Segundo a reportagem, mulheres de ministros como Cristiano Zanin, Dias Toffoli e Gilmar Mendes são advogadas reconhecidas no meio jurídico, o que tornaria suas finanças alvos potenciais das sanções econômicas. O salário bruto dos ministros do STF, reajustado para cerca de R$ 46 mil em fevereiro deste ano, é considerado inferior à renda combinada das famílias, especialmente por conta das atividades advocatícias das esposas.
O governo americano também está preparando medidas mais severas, como o bloqueio financeiro baseado na Lei Magnitsky, legislação que prevê sanções contra pessoas envolvidas em violações de direitos humanos e corrupção. Marco Rubio, secretário de Estado dos EUA, chegou a declarar haver “grande possibilidade” de que Alexandre de Moraes seja sancionado.

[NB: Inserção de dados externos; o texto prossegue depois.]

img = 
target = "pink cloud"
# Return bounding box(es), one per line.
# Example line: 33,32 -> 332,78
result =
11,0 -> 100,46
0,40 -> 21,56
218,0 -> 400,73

Paralelamente, um projeto de lei tramita no Congresso norte-americano para impedir a concessão de visto ao magistrado brasileiro.
A motivação das sanções está ligada às decisões do ministro Moraes em processos que envolvem Donald Trump e seus aliados, como Jason Miller, que são alvo de investigações e ações judiciais conduzidas pelo STF. Essas medidas fazem parte de uma estratégia dos Estados Unidos para pressionar o Judiciário brasileiro a rever ou frear essas ações.
No entanto, fontes próximas à Corte brasileira indicam que a ala majoritária do STF não teme as possíveis sanções do governo Trump e assegura que suas decisões, principalmente as relacionadas ao uso das redes sociais e ao julgamento do ex-presidente Jair Bolsonaro, acusado de tentativa de golpe de Estado, continuarão avançando com independência.
O ministro Gilmar Mendes, por sua vez, demonstrou descrença em retaliações por parte do governo Trump ou do empresário Elon Musk, indicando que a atuação do Supremo seguirá de forma autônoma, sem se intimidar com pressões externas.